Understanding Keep Well Agreements

Jack Prot

Keep well agreements or deeds were in vogue during the recent bull run of the Asian bond markets between Sep 2012 and May 2013. Several companies from China used these agreements when they came out with new bond issuance during this period. Keep well agreement or deed is a type of credit enhancement for the bonds. This is issued in place of guarantee and is weaker than a guarantee. Credit enhancement reduces the risk associated with the bonds and hence reduces the cost of funding.

When bonds are issued and guaranteed by offshore non-operating entities or operating entities with weak assets and cash flows, the bonds offer low degree of protection to investors. In such cases, a special structure called keep well agreement is used in tandem with equity purchase undertaking. These agreements basically state that the onshore asset-rich parent company/ operating entity (which is of better credit quality) will ensure that the bond issuer/guarantor will maintain minimum equity and adequate resources to service debt obligations. We need to understand the necessity of issuing bonds with such a structure. Bond guarantees require approval of regulatory authorities in China, while keep well deeds do not need it. Hence, this structure facilitates the access of offshore markets by Chinese companies (that can’t directly issue or guarantee offshore notes) via their offshore subsidiaries.
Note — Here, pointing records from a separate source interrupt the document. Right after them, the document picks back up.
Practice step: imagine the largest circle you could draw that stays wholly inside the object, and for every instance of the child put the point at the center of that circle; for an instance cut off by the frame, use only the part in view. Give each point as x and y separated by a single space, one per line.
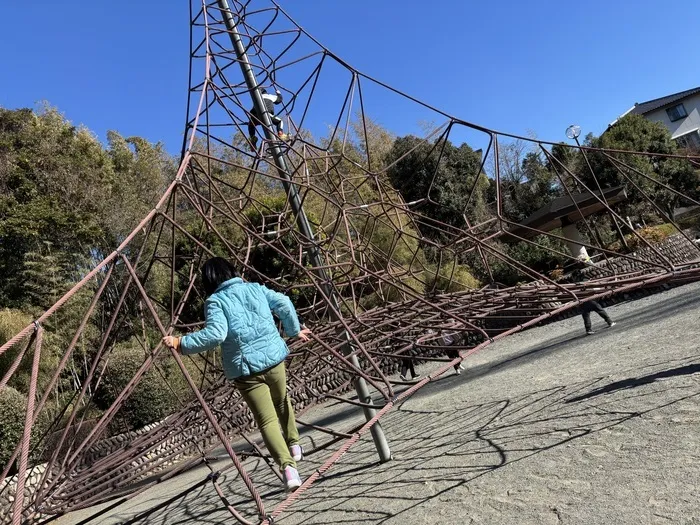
239 318
448 340
594 306
406 365
590 306
256 119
Another important aspect to examine is whether this bond structure is strong enough. The two agreements indicate the parent company’s willingness to financially support the issuer/guarantor of the bonds. However, risks cannot be undermined given that there is no precedent – the structure has not been tested legally to understand the results in case of a default.

Let us consider the example of China Vanke to better understand this structure. China Vanke Co., one of the largest property developers in China, issued its first offshore bond in 2013 with a keep well deed structure. The 2018 maturity bonds were issued by Bestgain Real Estate Ltd, a BVI entity, and were guaranteed by Vanke Real Estate (HK). The bonds were supported by a keep well deed and a deed of equity interest purchase undertaking by China Vanke, the onshore listed company. China Vanke needed approval of the Chinese regulatory authorities to guarantee these bonds. Hence, it went in for this type of bond structure. The keep well agreement stated that China Vanke would ensure that i) issuer Bestgain would maintain minimum equity, and ii) issuer and guarantor would maintain adequate resources to service the debt obligations. Else, it would constitute an event of default and the bond trustee could approach the Hong Kong court to require China Vanke to service the debt. The equity purchase undertaking stated that China Vanke would buy equity stake in some subsidiary such that issuer and guarantor get resources required to service the bond obligations.

This structure has been used by some high yield issuers from property sector such as Beijing Capital Land and Gemdale Properties. The various bond structures provide investment opportunities to investors. However, investors should consult financial advisors in order to better understand the complexity and risks involved with various bond issuance structures.